September 11, 2008

(+++) CHAMBER MUSIC MARCHES ON

Tchaikovsky: Piano Trio in A minor. Yefim Bronfman, piano; Gil Shaham, violin; Truls Mørk, cello. Canary Classics. $12.99.

Bartók: First Rhapsody; Liszt: Die Zelle in Nonnenwerth; David Popper: Mazurka; Serenade; Kodály: Adagio; Dohnányi: Ruralia Hungarica; Sonata in B flat minor; Rózsa: Toccata capricciosa. Mark Kosower, cello; Jee-Won Oh, piano. Naxos. $8.99.

Ralph Evans: String Quartet No. 1 (1995); Philip Glass: String Quartet No. 2, “Company” (1983); George Antheil: String Quartet No. 3 (1948); Bernard Herrmann: Echoes for String Quartet (1965). Fine Arts Quartet (Ralph Evans and Efim Boico, violins; Yuri Gandelsman, viola; Wolfgang Laufer, cello). Naxos. $8.99.

     The wide selection of chamber works on these three CDs barely scratches the surface of small-ensemble music, some well-known and some much less known, now becoming available in recorded form. Tchaikovsky’s Piano Trio is, if anything, too well known, often being used as a recital piece by up-and-coming young musicians who do not yet have the maturity to plumb its considerable emotional depths. Perhaps because the piece is so often performed, the standards for a professional recording are quite high – and on that basis, the new one by Yefim Bronfman, Gil Shaham and Truls Mørk is not quite top-of-the-line. It is not that the performers are in any way incapable of handling the work’s demands – it is more a matter of their giving the piece short shrift, presenting a rather matter-of-fact reading that gets the notes right but not always the spirit. The ensemble balance is a bit off, too: this work is piano-heavy, and has often been criticized on that basis (although Tchaikovsky wrote it that way deliberately, in tribute to pianist Nicolai Rubinstein after Rubinstein’s death). But Bronfman takes his prominent role too seriously, especially in the louder passages, when he completely overshadows the strings and often seems to be hammering the keyboard. Shaham plays with sensitivity – Canary Classics is his CD label, and he presumably pays close attention to how he comes across – and Mørk offers warmth and solidity but is generally relegated to the far background. Individual parts of the Trio are quite effective – the fugal eighth variation in the second movement, for example – but the overall performance falls a little short. And the CD itself is also a little short: only the 47-minute Trio appears on it.

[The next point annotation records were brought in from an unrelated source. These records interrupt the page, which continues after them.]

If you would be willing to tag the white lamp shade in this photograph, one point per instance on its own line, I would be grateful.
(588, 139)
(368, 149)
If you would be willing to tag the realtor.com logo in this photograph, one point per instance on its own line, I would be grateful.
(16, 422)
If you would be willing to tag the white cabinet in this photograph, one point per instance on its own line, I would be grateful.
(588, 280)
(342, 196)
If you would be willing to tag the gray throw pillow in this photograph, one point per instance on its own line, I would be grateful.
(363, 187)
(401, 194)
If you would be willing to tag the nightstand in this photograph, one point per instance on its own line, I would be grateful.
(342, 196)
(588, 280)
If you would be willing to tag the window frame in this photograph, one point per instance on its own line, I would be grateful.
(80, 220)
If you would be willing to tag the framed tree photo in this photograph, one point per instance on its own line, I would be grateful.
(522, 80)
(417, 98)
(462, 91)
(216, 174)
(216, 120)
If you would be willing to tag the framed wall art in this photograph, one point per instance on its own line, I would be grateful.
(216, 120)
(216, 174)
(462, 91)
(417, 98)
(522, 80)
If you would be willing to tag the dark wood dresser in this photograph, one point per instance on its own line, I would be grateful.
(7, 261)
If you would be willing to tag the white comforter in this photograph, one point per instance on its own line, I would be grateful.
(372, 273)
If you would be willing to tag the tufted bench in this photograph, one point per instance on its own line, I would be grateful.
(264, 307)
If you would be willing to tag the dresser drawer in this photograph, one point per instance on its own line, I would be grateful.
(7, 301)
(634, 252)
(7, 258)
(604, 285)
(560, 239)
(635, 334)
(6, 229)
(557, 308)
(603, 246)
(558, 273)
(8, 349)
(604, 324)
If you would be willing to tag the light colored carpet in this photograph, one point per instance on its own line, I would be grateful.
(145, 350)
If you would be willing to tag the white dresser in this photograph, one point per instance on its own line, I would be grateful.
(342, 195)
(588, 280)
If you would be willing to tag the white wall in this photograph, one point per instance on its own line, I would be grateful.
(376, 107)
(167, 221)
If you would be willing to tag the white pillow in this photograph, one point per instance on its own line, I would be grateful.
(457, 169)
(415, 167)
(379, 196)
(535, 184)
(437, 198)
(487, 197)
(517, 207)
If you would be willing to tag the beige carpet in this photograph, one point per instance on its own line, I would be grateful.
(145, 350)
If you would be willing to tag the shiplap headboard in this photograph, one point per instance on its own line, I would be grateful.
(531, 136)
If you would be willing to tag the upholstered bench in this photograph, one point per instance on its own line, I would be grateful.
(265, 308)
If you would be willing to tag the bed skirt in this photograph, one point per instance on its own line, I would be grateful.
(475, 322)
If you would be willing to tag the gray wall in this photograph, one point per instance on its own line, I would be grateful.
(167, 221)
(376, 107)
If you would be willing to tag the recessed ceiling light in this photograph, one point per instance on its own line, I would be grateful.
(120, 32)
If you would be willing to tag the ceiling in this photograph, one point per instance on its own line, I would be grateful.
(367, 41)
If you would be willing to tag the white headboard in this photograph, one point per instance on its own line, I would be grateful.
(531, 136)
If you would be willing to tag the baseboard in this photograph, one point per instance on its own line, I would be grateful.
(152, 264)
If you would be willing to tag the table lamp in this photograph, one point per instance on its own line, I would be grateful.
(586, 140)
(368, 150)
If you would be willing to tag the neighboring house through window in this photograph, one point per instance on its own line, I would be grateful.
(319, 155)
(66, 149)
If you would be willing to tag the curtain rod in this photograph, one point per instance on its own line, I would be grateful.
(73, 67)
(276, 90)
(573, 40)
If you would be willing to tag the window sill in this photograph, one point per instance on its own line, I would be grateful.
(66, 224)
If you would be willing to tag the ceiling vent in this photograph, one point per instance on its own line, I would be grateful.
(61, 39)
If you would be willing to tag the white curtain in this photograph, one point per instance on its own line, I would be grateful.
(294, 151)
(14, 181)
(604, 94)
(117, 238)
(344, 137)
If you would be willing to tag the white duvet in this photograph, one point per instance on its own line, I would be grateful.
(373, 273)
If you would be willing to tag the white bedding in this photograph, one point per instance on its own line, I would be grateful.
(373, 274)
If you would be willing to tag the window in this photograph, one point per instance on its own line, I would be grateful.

     The CD by Mark Kosower and Jee-Won Oh offers far more music – it runs 74 minutes – but not a great deal of depth. Entitled “Hungarian Music for Cello and Piano,” it includes a single substantial work: Dohnányi’s Sonata in B flat minor, whose sweeping Romanticism is parallel to that of Tchaikovsky (and whose concluding movement, like that of Tchaikovsky’s Trio, is a theme and variations). Kosower and Oh play this piece with grandeur and sweep; it would have been nice to have other music here worthy of their expressive talents. But most of the remaining works are surface-level. The two by David Popper are salon pieces by a famed 19th-century cello virtuoso; Liszt’s study of the Nonnenwerth Cloisters is moody, effective and brief; and several pieces draw on folk songs and are written in lighter style. The Rózsa piece, placed last on the CD as an encore after the Dohnányi Sonata, is a fine display work for solo cello; and indeed, all the pieces here have their charms. But only the Dohnányi Sonata has real substance.

     The four 20th-century quartets played by the Fine Arts Quartet show some of the very different directions in which chamber music moved in the last century. All but the Glass are extended works, and all are more tuneful than listeners might expect from music of this era; but in other ways the four are quite different. The Glass, whose four movements zip by in less than nine minutes, derives from a theatrical performance of a Samuel Beckett work, “Company” (hence the quartet’s subtitle). The Evans work is lively and tuneful, and not surprisingly gets a top-notch performance from Evans’ ensemble. The quartet by Herrmann – best known for his film scores – is in a single movement whose 10 sections are skillfully linked in an understated way. And the Antheil is fun – it is the composer’s last quartet and has the sound of folk music, although the tunes are filtered in a manner quite different from that of the music of Bartók and Kodály on the CD of Hungarian works. In fact, the Fine Arts Quartet’s CD and the one by Kosower and Oh, played one after the other, offer some real insight into the different ways Hungarian and American composers have handled chamber music – even music that is not necessarily of the deepest seriousness.